Deployment Solution

 View Only

How to Demonstrate Monitor Solution for Dell Servers 

Sep 10, 2007 05:44 PM

If you have installed monitor solution for Dell Servers and you want to actually demonstrate its functionality with a Dell server then what's the best thing to show. Chances are that you do not have a number of Dell servers lying around that you can simulate a database failure or an OS crash.

This guide will show you how to demonstrate 2 different components of monitor solution, the first will be to monitor an actual event from a Dell server and the second will be to demonstrate monitoring of a service that is or should be running.

Requirements

To be able to run this demo you will need a Notification Server with Monitor Solution and Monitor for Dell Servers installed. You will also need a Dell server that has both the Altiris agent installed with the monitor agent and also Dell OpenManage Server Administrator on the box. The Altiris Monitor Agent obtains data from OMSA through SNMP requests. The agent then uses its own mechanisms and the Altiris Agent to transfer data from the server to the computer running Notification Server.

Demo 1: Monitoring a power failure

Simulating a power failure with a Server is quite easy to do assuming that you have two power supplies attached to the back of your server, if not you probably don't want to try this demo until you find yourself another power cable. (Especially for a server in production). Once you have installed your monitor solution agents there are a couple of things you need to check to make sure that everything is ready to go.

The first thing to check is the collection called 'All Dell Windows Computers with OpenManage Server Administrator and Altiris Monitor Agent SP4'. This can be found under configuration>Dell Servers folder within the manage>monitoring page. The Dell server should appear under this collection, if not make sure that the agent has been pushed and the client has updated its configuration. Note: it may take a few minutes for the machine to appear under this collection. You should also check to make sure that your monitor packs are disabled by going to Tasks>Manage Monitor Packs.

It is important to disable monitor packs before you begin to use the product as you may trigger off rules unexpectedly which will result in alerts being generated and your dashboard staying continuously in a critical state. Once you become more familiar with monitor solution you can start to experiment with enabling different monitor packs.

Click on Manage > Monitoring to access the main monitor page within the Altiris 6.5 console. The first thing to look at is the monitor dashboard. Here you should see your server status as good. (Represented by green bars in the graph).

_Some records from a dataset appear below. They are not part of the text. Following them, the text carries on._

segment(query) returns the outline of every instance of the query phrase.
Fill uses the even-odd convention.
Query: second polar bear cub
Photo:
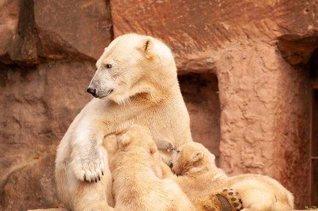
[[[170,167],[172,177],[193,202],[205,199],[215,191],[229,192],[236,195],[230,187],[238,193],[243,210],[276,211],[293,210],[294,197],[276,180],[268,176],[246,174],[230,177],[218,168],[215,157],[202,144],[192,142],[179,146],[173,152]],[[164,177],[166,177],[165,176]],[[237,197],[233,198],[234,203]],[[240,202],[237,202],[238,205]],[[235,207],[236,206],[235,204]]]
[[[115,211],[195,210],[175,182],[160,179],[160,162],[145,127],[133,125],[118,139],[111,165]]]

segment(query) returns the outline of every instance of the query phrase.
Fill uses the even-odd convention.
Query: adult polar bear
[[[76,117],[57,150],[58,192],[73,211],[113,206],[104,138],[137,124],[150,129],[162,152],[170,142],[178,147],[192,141],[174,60],[163,43],[135,34],[121,36],[105,49],[96,67],[87,89],[95,98]]]

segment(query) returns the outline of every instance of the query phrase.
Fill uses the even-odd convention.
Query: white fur
[[[138,124],[150,129],[162,154],[169,144],[192,141],[174,59],[163,43],[137,34],[121,36],[105,48],[96,67],[89,87],[100,99],[92,99],[76,117],[57,150],[58,192],[73,211],[106,211],[113,205],[103,140]],[[82,182],[98,177],[97,183]]]

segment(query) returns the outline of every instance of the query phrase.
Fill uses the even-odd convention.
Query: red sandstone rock
[[[52,62],[0,71],[0,210],[59,205],[56,149],[91,98],[85,90],[95,69],[87,62]]]
[[[104,0],[35,0],[39,55],[97,60],[112,39],[109,9]]]
[[[46,210],[42,210],[42,209],[32,210],[29,210],[27,211],[68,211],[68,210],[63,208],[59,208],[59,209],[58,208],[58,209],[46,209]]]

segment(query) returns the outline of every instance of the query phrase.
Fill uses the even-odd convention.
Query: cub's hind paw
[[[228,200],[233,208],[232,210],[239,211],[243,208],[242,201],[239,199],[238,193],[233,189],[226,188],[218,195],[221,195]]]

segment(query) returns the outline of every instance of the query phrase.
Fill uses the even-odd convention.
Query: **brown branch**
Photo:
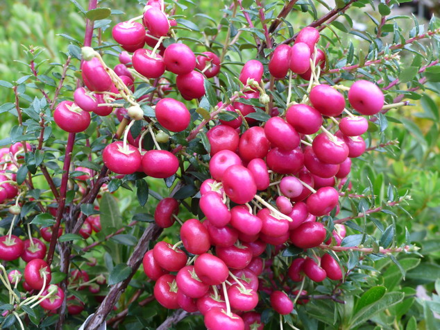
[[[137,271],[142,261],[144,255],[148,249],[149,242],[151,240],[156,240],[159,235],[160,235],[160,233],[162,233],[162,229],[155,224],[151,224],[145,231],[144,231],[142,236],[139,240],[131,256],[127,262],[127,265],[131,268],[130,275],[123,281],[117,283],[111,287],[103,302],[99,306],[98,310],[90,322],[87,324],[85,329],[87,330],[98,329],[99,326],[105,322],[105,317],[107,317],[107,315],[113,310],[113,306],[117,302],[122,292],[127,288],[135,273]]]
[[[371,213],[375,213],[377,212],[380,212],[382,210],[384,209],[384,208],[385,206],[394,206],[395,205],[398,204],[399,203],[402,202],[403,201],[407,199],[407,198],[406,197],[402,197],[400,198],[398,201],[390,201],[389,203],[388,203],[387,205],[384,205],[383,206],[379,206],[375,208],[370,208],[369,210],[366,211],[364,213],[359,213],[357,214],[357,215],[353,215],[352,217],[343,217],[342,219],[337,219],[336,220],[334,221],[334,222],[335,224],[343,224],[344,222],[346,222],[347,221],[350,221],[350,220],[353,220],[353,219],[358,219],[359,217],[363,217],[364,216],[365,216],[367,214],[371,214]]]
[[[319,26],[323,25],[324,23],[325,23],[327,21],[328,21],[332,17],[333,17],[334,16],[336,16],[341,13],[344,13],[347,9],[348,9],[351,6],[353,3],[354,3],[355,2],[357,2],[359,0],[350,0],[350,2],[348,2],[344,7],[340,8],[335,8],[332,9],[332,10],[329,11],[327,14],[325,14],[322,17],[310,23],[309,25],[307,25],[307,26],[312,27],[312,28],[319,28]],[[295,39],[296,39],[297,36],[298,36],[298,33],[295,33],[295,35],[293,37],[285,40],[282,42],[280,42],[280,44],[291,44],[293,42],[295,41]]]
[[[282,19],[289,15],[296,2],[298,2],[298,0],[291,0],[287,3],[284,5],[284,7],[282,7],[282,9],[276,17],[275,20],[272,22],[271,26],[269,28],[269,33],[272,33],[276,29],[276,28],[278,27],[278,25],[280,25],[280,24],[281,23]],[[263,48],[264,48],[264,47],[263,47]]]

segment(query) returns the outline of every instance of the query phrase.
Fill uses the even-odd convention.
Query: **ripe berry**
[[[228,167],[221,179],[226,195],[234,203],[251,201],[257,193],[257,185],[251,171],[240,165]]]
[[[137,171],[141,164],[141,155],[137,148],[122,141],[108,145],[103,151],[103,161],[109,170],[118,174],[130,174]]]
[[[90,124],[90,114],[72,101],[63,101],[53,111],[53,120],[66,132],[80,133]]]
[[[301,249],[317,247],[327,235],[325,227],[321,222],[304,222],[290,232],[290,240]]]
[[[305,259],[303,264],[303,271],[307,277],[315,282],[322,282],[327,277],[325,271],[312,258]]]
[[[212,127],[208,131],[206,136],[211,145],[211,156],[221,150],[235,151],[240,139],[237,131],[226,125]]]
[[[186,74],[196,67],[196,56],[184,44],[171,44],[164,53],[164,61],[168,71],[176,74]]]
[[[150,33],[155,37],[167,35],[169,31],[169,23],[165,14],[155,7],[147,8],[144,13],[144,24]]]
[[[197,71],[179,74],[176,79],[177,89],[186,100],[200,99],[205,95],[205,77]]]
[[[359,80],[350,88],[348,101],[359,113],[373,115],[383,108],[384,97],[380,88],[375,83]]]
[[[294,310],[294,303],[282,291],[273,291],[271,295],[271,306],[276,312],[286,315]]]
[[[171,132],[185,131],[191,120],[191,115],[185,104],[169,97],[158,102],[155,115],[159,124]]]
[[[174,223],[173,215],[179,213],[179,204],[173,197],[160,200],[154,211],[154,221],[161,228],[171,227]]]
[[[264,134],[273,145],[282,150],[292,150],[299,146],[299,134],[279,117],[272,117],[266,122]]]
[[[289,55],[289,67],[292,72],[303,74],[310,68],[310,56],[312,50],[304,42],[295,42]]]
[[[165,72],[165,63],[159,54],[151,56],[151,51],[141,48],[133,53],[132,62],[135,69],[146,78],[158,78]]]
[[[247,61],[243,66],[239,79],[244,85],[246,85],[248,79],[253,79],[260,83],[263,76],[263,65],[261,62],[257,60],[251,60]]]
[[[123,22],[118,23],[112,29],[115,41],[124,45],[135,45],[144,42],[145,28],[140,23]]]
[[[275,78],[282,79],[287,74],[289,52],[290,46],[288,44],[279,44],[273,51],[269,63],[269,72]]]
[[[197,56],[196,60],[197,63],[196,67],[203,72],[206,78],[212,78],[217,76],[220,72],[220,58],[211,51],[203,51],[202,54]],[[207,66],[210,66],[209,69],[205,69]]]
[[[168,178],[178,170],[179,160],[166,150],[150,150],[142,156],[142,168],[153,178]]]
[[[314,86],[309,97],[313,107],[325,116],[339,116],[346,106],[344,95],[328,85]]]

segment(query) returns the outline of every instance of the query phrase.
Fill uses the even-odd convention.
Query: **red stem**
[[[69,182],[69,170],[70,168],[70,161],[71,160],[71,153],[75,145],[75,133],[69,133],[67,139],[67,145],[66,146],[66,154],[64,158],[64,166],[62,167],[62,177],[61,178],[61,188],[60,188],[60,198],[58,199],[58,208],[56,211],[56,223],[52,229],[52,237],[51,238],[51,244],[47,252],[47,263],[50,265],[53,258],[53,253],[55,252],[55,246],[56,245],[57,238],[58,237],[58,229],[61,223],[61,217],[64,212],[66,205],[66,192],[67,192],[67,183]]]

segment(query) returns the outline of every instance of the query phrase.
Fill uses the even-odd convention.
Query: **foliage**
[[[0,27],[0,113],[4,118],[0,145],[8,147],[24,141],[32,145],[24,158],[16,160],[17,167],[12,170],[23,192],[19,196],[21,212],[13,234],[26,236],[31,224],[33,235],[40,237],[41,228],[53,225],[62,215],[65,232],[58,239],[52,283],[65,286],[66,274],[85,269],[90,279],[105,277],[108,285],[100,286],[99,295],[111,297],[112,289],[127,281],[128,287],[121,289],[120,297],[116,299],[116,310],[112,311],[111,306],[103,311],[106,313],[104,317],[108,315],[109,327],[157,329],[169,320],[171,313],[151,299],[153,283],[143,272],[137,271],[140,259],[137,265],[133,260],[139,251],[138,242],[143,242],[145,249],[154,246],[153,238],[158,232],[144,241],[139,240],[153,230],[158,201],[173,195],[180,203],[179,218],[203,218],[198,192],[201,183],[210,177],[205,165],[210,146],[206,131],[200,129],[199,123],[207,117],[212,119],[208,126],[213,126],[217,101],[227,102],[237,97],[235,92],[243,90],[237,77],[247,60],[257,58],[266,65],[276,44],[291,43],[301,28],[312,24],[321,30],[319,47],[326,56],[322,83],[350,86],[356,80],[366,79],[379,84],[387,104],[403,100],[407,103],[371,117],[364,135],[369,152],[353,160],[349,179],[353,187],[350,190],[346,183],[341,189],[344,196],[340,213],[323,219],[330,232],[338,220],[346,225],[347,236],[341,244],[344,249],[337,253],[340,265],[346,270],[344,281],[325,279],[319,285],[306,281],[303,289],[307,297],[301,297],[300,301],[310,301],[298,304],[292,313],[284,316],[285,326],[310,329],[439,329],[438,19],[418,22],[414,15],[395,14],[400,3],[408,2],[404,0],[339,0],[335,8],[319,0],[262,4],[246,0],[167,2],[166,10],[178,22],[172,28],[175,35],[164,42],[167,45],[180,40],[196,55],[213,51],[221,58],[222,69],[218,77],[211,79],[212,83],[206,81],[206,94],[200,103],[185,102],[192,115],[185,131],[170,133],[157,124],[153,125],[155,132],[162,130],[171,135],[169,142],[160,144],[162,149],[184,149],[178,153],[180,168],[176,175],[162,180],[139,173],[117,177],[107,173],[106,168],[103,172],[101,151],[115,134],[121,135],[121,127],[124,129],[112,115],[92,115],[89,128],[76,134],[72,165],[66,172],[63,165],[68,137],[53,118],[56,105],[71,100],[77,81],[81,81],[85,19],[96,19],[92,47],[113,67],[119,63],[121,49],[112,38],[111,28],[116,22],[141,15],[145,1],[100,2],[101,8],[111,8],[111,12],[87,12],[85,1],[71,0],[61,5],[52,1],[51,6],[44,6],[41,2],[7,0],[0,5],[0,15],[8,17]],[[293,6],[289,7],[289,3]],[[56,12],[56,15],[51,14]],[[334,15],[328,16],[328,13]],[[167,72],[164,76],[174,81],[175,75]],[[269,81],[267,72],[265,77]],[[157,92],[151,88],[155,88],[153,79],[139,81],[136,83],[136,90],[140,90],[135,92],[139,93],[137,97]],[[299,102],[307,94],[307,83],[294,77],[293,101]],[[288,86],[286,79],[265,88],[271,102],[281,113],[289,104]],[[173,83],[171,87],[169,97],[183,101]],[[149,102],[144,108],[146,118],[154,117]],[[249,103],[255,108],[264,106],[256,99]],[[225,115],[224,112],[221,114]],[[269,115],[262,110],[253,118],[262,124]],[[328,123],[331,124],[330,119]],[[132,135],[138,135],[145,124],[135,124]],[[194,132],[196,135],[189,138]],[[144,139],[146,149],[155,147],[149,134]],[[83,174],[75,170],[78,166],[91,170],[92,179],[77,179]],[[63,189],[66,208],[62,204],[60,207],[60,199],[56,198],[62,195]],[[14,222],[15,217],[8,208],[15,203],[10,200],[1,205],[0,230],[4,234]],[[99,211],[95,211],[94,206],[99,206]],[[51,208],[59,208],[60,216],[51,215]],[[78,235],[79,230],[85,217],[95,213],[100,215],[102,230],[85,239]],[[177,242],[180,229],[176,226],[163,230],[160,239]],[[335,247],[332,244],[328,248],[334,254]],[[403,252],[390,253],[394,251]],[[268,247],[265,256],[271,252]],[[291,247],[282,252],[282,257],[274,262],[274,278],[280,279],[280,274],[287,273],[287,266],[299,252]],[[313,256],[310,251],[305,254]],[[70,260],[70,268],[66,259]],[[97,261],[96,265],[90,265],[92,259]],[[25,263],[17,260],[10,265],[22,270]],[[276,279],[276,285],[280,284]],[[299,287],[291,281],[287,284],[292,290]],[[85,304],[82,313],[67,315],[65,320],[61,315],[65,308],[58,311],[60,315],[51,315],[40,306],[23,308],[19,313],[28,316],[26,327],[53,329],[56,322],[60,327],[64,322],[65,329],[77,329],[98,308],[103,311],[94,295],[76,289],[69,289],[68,295]],[[11,312],[0,317],[2,327],[19,329],[12,313],[15,307],[10,304],[4,288],[2,292],[0,309]],[[262,307],[258,311],[265,329],[276,329],[278,315],[269,307],[267,295],[262,293],[261,299]],[[174,327],[195,329],[203,327],[203,322],[200,315],[191,315]]]

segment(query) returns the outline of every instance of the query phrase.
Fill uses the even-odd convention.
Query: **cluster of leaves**
[[[117,1],[112,3],[112,6],[126,8],[128,13],[124,15],[129,17],[137,16],[142,11],[141,6],[128,8],[129,6],[122,2],[125,1]],[[281,17],[280,24],[273,25],[271,32],[278,43],[287,42],[295,36],[300,26],[319,21],[323,13],[333,10],[323,1],[293,2],[295,4],[291,13]],[[344,292],[337,298],[343,299],[345,304],[331,299],[312,299],[305,306],[296,308],[290,318],[286,317],[285,320],[288,323],[294,320],[294,322],[301,322],[305,329],[323,327],[332,329],[334,324],[344,329],[353,329],[366,327],[367,321],[386,328],[439,328],[439,321],[434,317],[434,313],[440,312],[439,300],[438,295],[432,292],[439,292],[440,289],[438,281],[435,282],[436,279],[440,278],[438,266],[440,238],[437,235],[437,221],[440,218],[437,207],[440,201],[440,180],[437,172],[440,162],[436,156],[440,131],[438,111],[440,23],[438,19],[432,19],[421,24],[414,15],[395,15],[390,9],[393,6],[396,8],[398,3],[405,2],[408,1],[382,1],[378,4],[369,0],[340,0],[337,1],[338,8],[348,6],[350,8],[335,15],[337,19],[319,26],[323,28],[320,48],[325,52],[327,58],[322,76],[328,83],[350,82],[359,79],[373,80],[389,90],[386,94],[387,103],[398,101],[404,97],[412,100],[416,106],[409,108],[409,110],[399,108],[381,113],[371,123],[366,141],[367,147],[373,151],[355,163],[350,178],[353,190],[362,192],[362,196],[358,199],[344,199],[338,217],[326,219],[331,227],[333,221],[337,219],[353,217],[354,219],[345,223],[348,233],[342,246],[364,245],[373,248],[375,253],[364,256],[353,251],[340,254],[341,262],[346,267],[348,275],[343,283],[335,288],[330,281],[324,281],[321,286],[306,286],[305,289],[315,296],[331,297],[337,291]],[[201,163],[209,159],[210,145],[203,132],[189,142],[185,138],[194,129],[195,122],[206,116],[209,117],[210,112],[218,101],[217,93],[228,98],[239,89],[239,84],[234,77],[237,76],[243,62],[258,56],[263,63],[267,63],[273,47],[262,47],[267,42],[264,26],[271,28],[285,6],[284,1],[273,1],[265,6],[260,6],[260,1],[238,3],[241,6],[206,1],[195,3],[191,1],[177,1],[169,5],[177,8],[174,18],[178,22],[176,28],[179,40],[189,44],[196,51],[210,50],[225,55],[218,82],[215,85],[206,85],[207,94],[200,104],[197,106],[194,104],[189,106],[192,108],[192,124],[186,131],[174,134],[169,142],[173,146],[183,145],[188,154],[201,155],[199,158],[192,156],[187,159],[185,167],[190,165],[191,170],[180,172],[178,176],[168,178],[164,183],[146,179],[139,175],[110,180],[108,191],[103,192],[99,200],[103,231],[87,241],[71,233],[59,238],[59,242],[69,244],[73,249],[73,267],[83,267],[83,263],[90,257],[102,261],[92,270],[90,268],[90,273],[92,275],[105,274],[110,287],[125,280],[131,273],[126,261],[144,231],[146,223],[153,221],[151,215],[155,201],[149,199],[149,196],[160,198],[161,195],[169,195],[169,191],[174,190],[174,197],[183,204],[182,218],[192,217],[192,215],[202,216],[198,207],[197,191],[200,181],[209,177],[207,169]],[[36,3],[34,5],[37,6]],[[0,104],[0,113],[8,119],[1,126],[0,145],[28,141],[37,146],[34,151],[26,154],[17,172],[17,183],[28,187],[26,199],[33,197],[42,201],[44,207],[56,207],[57,204],[53,197],[48,197],[45,194],[51,187],[42,170],[49,171],[55,187],[60,185],[67,140],[65,133],[53,124],[53,104],[51,101],[58,92],[60,93],[58,101],[71,99],[79,76],[82,44],[79,40],[83,35],[83,19],[87,17],[95,21],[95,33],[101,34],[102,39],[96,38],[92,46],[105,54],[109,63],[117,63],[116,56],[121,51],[109,36],[109,28],[112,22],[120,20],[118,15],[122,12],[106,9],[103,3],[101,6],[103,8],[87,12],[84,9],[87,8],[85,1],[71,0],[69,6],[60,8],[60,13],[66,13],[65,17],[69,17],[72,25],[62,31],[56,29],[58,36],[56,37],[53,31],[59,22],[55,18],[46,22],[42,19],[48,15],[47,8],[35,7],[37,9],[33,10],[32,6],[15,3],[8,12],[11,15],[11,19],[6,28],[0,30],[0,42],[3,42],[0,43],[3,45],[0,51],[3,52],[1,56],[3,63],[0,64],[0,69],[4,72],[2,74],[4,80],[0,81],[0,96],[5,100]],[[28,22],[27,26],[21,24],[24,21]],[[359,22],[365,25],[363,28],[359,28],[359,24],[355,23]],[[38,28],[33,29],[32,26],[38,26]],[[32,42],[28,41],[29,28],[37,32],[35,33],[37,38]],[[17,29],[20,33],[13,42],[11,38],[1,38],[10,35]],[[2,39],[6,42],[2,42]],[[35,47],[31,47],[31,43]],[[19,44],[26,46],[20,48]],[[19,58],[22,53],[24,55],[22,56],[19,63],[12,61],[12,58]],[[48,57],[50,58],[49,61]],[[16,67],[19,69],[15,69]],[[307,88],[304,83],[301,79],[294,81],[294,99],[302,99]],[[285,82],[276,82],[271,93],[274,105],[281,111],[286,107],[287,87]],[[153,91],[153,88],[147,84],[137,85],[136,93],[139,96]],[[19,116],[16,96],[22,112],[22,125],[17,124],[17,118]],[[171,97],[178,97],[174,94],[171,94]],[[257,107],[262,106],[255,100],[249,103]],[[150,107],[145,106],[143,110],[146,115],[153,115]],[[264,112],[255,113],[253,116],[261,122],[269,118]],[[94,117],[89,129],[76,135],[74,165],[90,168],[98,174],[102,163],[100,151],[115,133],[117,124],[117,122],[112,118]],[[140,123],[133,125],[131,129],[134,137],[140,133],[139,125]],[[6,134],[6,132],[9,133]],[[148,149],[151,149],[152,145],[153,142],[147,135],[144,147]],[[92,204],[78,206],[81,197],[90,191],[85,188],[85,194],[81,190],[83,187],[73,181],[81,174],[74,171],[69,173],[72,180],[66,203],[72,208],[79,207],[83,213],[90,215],[95,213]],[[133,190],[136,190],[136,194]],[[346,191],[346,195],[350,195],[350,192]],[[408,193],[412,200],[407,205],[400,207],[398,204],[392,208],[389,206],[401,201]],[[366,212],[378,207],[381,208],[380,212],[371,214]],[[1,211],[0,227],[7,229],[12,216],[6,211]],[[45,211],[42,211],[38,202],[28,201],[23,205],[19,217],[24,224],[35,225],[34,230],[36,230],[37,226],[41,228],[54,223],[54,217]],[[358,217],[359,213],[362,215]],[[133,222],[135,222],[133,224]],[[115,235],[116,231],[121,229],[125,231]],[[15,230],[16,233],[24,234],[19,226]],[[171,241],[177,236],[176,229],[166,229],[162,236],[163,239]],[[85,250],[94,241],[100,243],[99,247]],[[419,252],[425,258],[421,262],[416,254],[394,257],[378,253],[379,247],[395,247],[412,243],[422,248]],[[295,249],[288,249],[283,256],[291,258],[298,252]],[[286,263],[282,263],[285,261],[280,262],[277,272],[285,273]],[[59,259],[56,258],[54,264],[59,263]],[[65,274],[55,272],[52,283],[60,283],[65,277]],[[155,329],[167,316],[167,311],[155,302],[147,302],[142,306],[137,302],[131,302],[131,298],[139,290],[142,292],[138,297],[139,301],[145,301],[151,295],[152,285],[145,279],[140,272],[136,273],[119,301],[118,311],[128,308],[121,326],[124,329],[134,327]],[[423,286],[416,290],[419,285]],[[418,292],[421,290],[425,290],[424,295]],[[108,290],[108,288],[105,288],[101,292],[105,295]],[[83,316],[96,310],[98,303],[92,295],[76,290],[71,290],[69,293],[86,303]],[[2,303],[4,302],[0,309],[9,310],[11,306],[7,306],[6,295],[0,298]],[[267,297],[262,298],[266,299]],[[143,307],[145,305],[147,308]],[[52,315],[42,320],[43,314],[40,308],[25,312],[36,327],[42,328],[53,327],[58,317]],[[67,324],[79,325],[85,319],[83,316],[70,317]],[[13,323],[15,320],[14,317],[9,317],[4,322],[8,321],[8,325],[14,327],[17,326]],[[278,317],[269,310],[263,313],[263,321],[267,324],[268,329],[278,327],[276,325]],[[201,322],[199,316],[193,315],[178,327],[188,329]]]

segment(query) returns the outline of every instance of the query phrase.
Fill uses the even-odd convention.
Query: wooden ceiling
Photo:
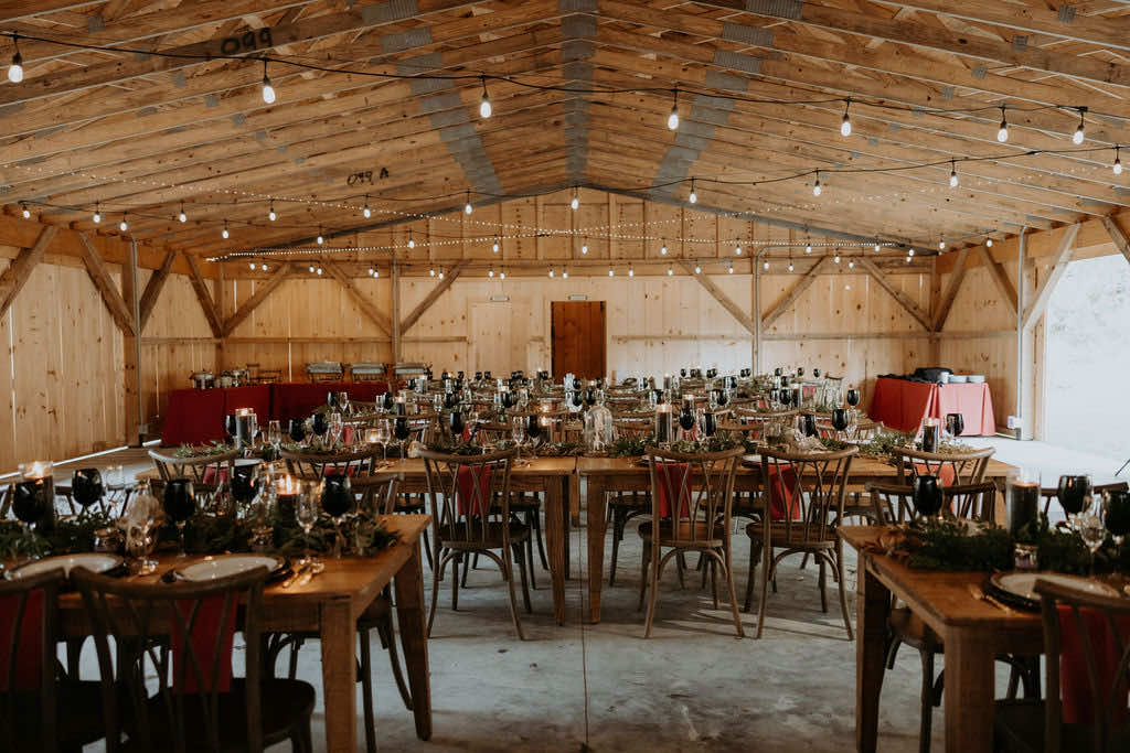
[[[0,0],[0,30],[25,37],[26,69],[0,84],[3,201],[99,233],[128,210],[136,237],[205,255],[451,211],[468,191],[685,202],[692,177],[698,209],[935,248],[1130,207],[1130,172],[1111,169],[1130,145],[1115,0]],[[232,50],[325,70],[271,62],[268,105],[260,62],[208,60]],[[484,73],[511,78],[487,82],[489,119]],[[812,104],[780,104],[798,100]],[[950,187],[966,158],[982,160]],[[817,168],[819,198],[811,176],[748,185]]]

This guide isn't for those who are new to monitor solution but as a recap you need to understand the differences between Metrics, Rules and Monitor Packs.

Metrics define how the Monitor Agent collects data from supported data sources, called metric sources. Each agent can use numerous metrics to define all of the data that you want to collect.

Rules specify how to analyze metric or event data collected by the Monitor Agent. Rules also define under what conditions they are triggered and the actions taken. The actions can include sending an e-mail, generating an SNMP trap, creating an Alert Manager or Helpdesk incident, and running a command on the monitored computer from the command-line.

A Monitor pack is a group of rules for a similar purpose, such as monitoring an operating system or an application. The rules of a Monitor pack are grouped into categories for greater ease in working with them.

Monitor Solution for Dell Servers provides the metrics needed to monitor Dell servers.

For a more detailed understanding on how monitor solution works, please go to the documentation section on the Altiris website.

Back to the demo, the first thing we need to do is to edit the existing Dell-Windows-Basic monitor pack. Double click on the monitor pack and you will notice that there are two categories by default, server and storage management.

Double click on the server administrator and scroll down the rules until you find "Power Supply detected a failure".

Double click on this rule and on the Action tab, change the 'Display state as' to Critical and check box the reset state 'Incident acknowledgment'. This means that although a power failure may be corrected when the power is plugged back in but the dashboard will stay critical until we acknowledge that we have seen the problem.

Now to see if the setup of the monitor pack is correct, pull out one of the power supplies plugged into the back of the server. After a few seconds (could take up to 60 seconds) your dashboard should turn red.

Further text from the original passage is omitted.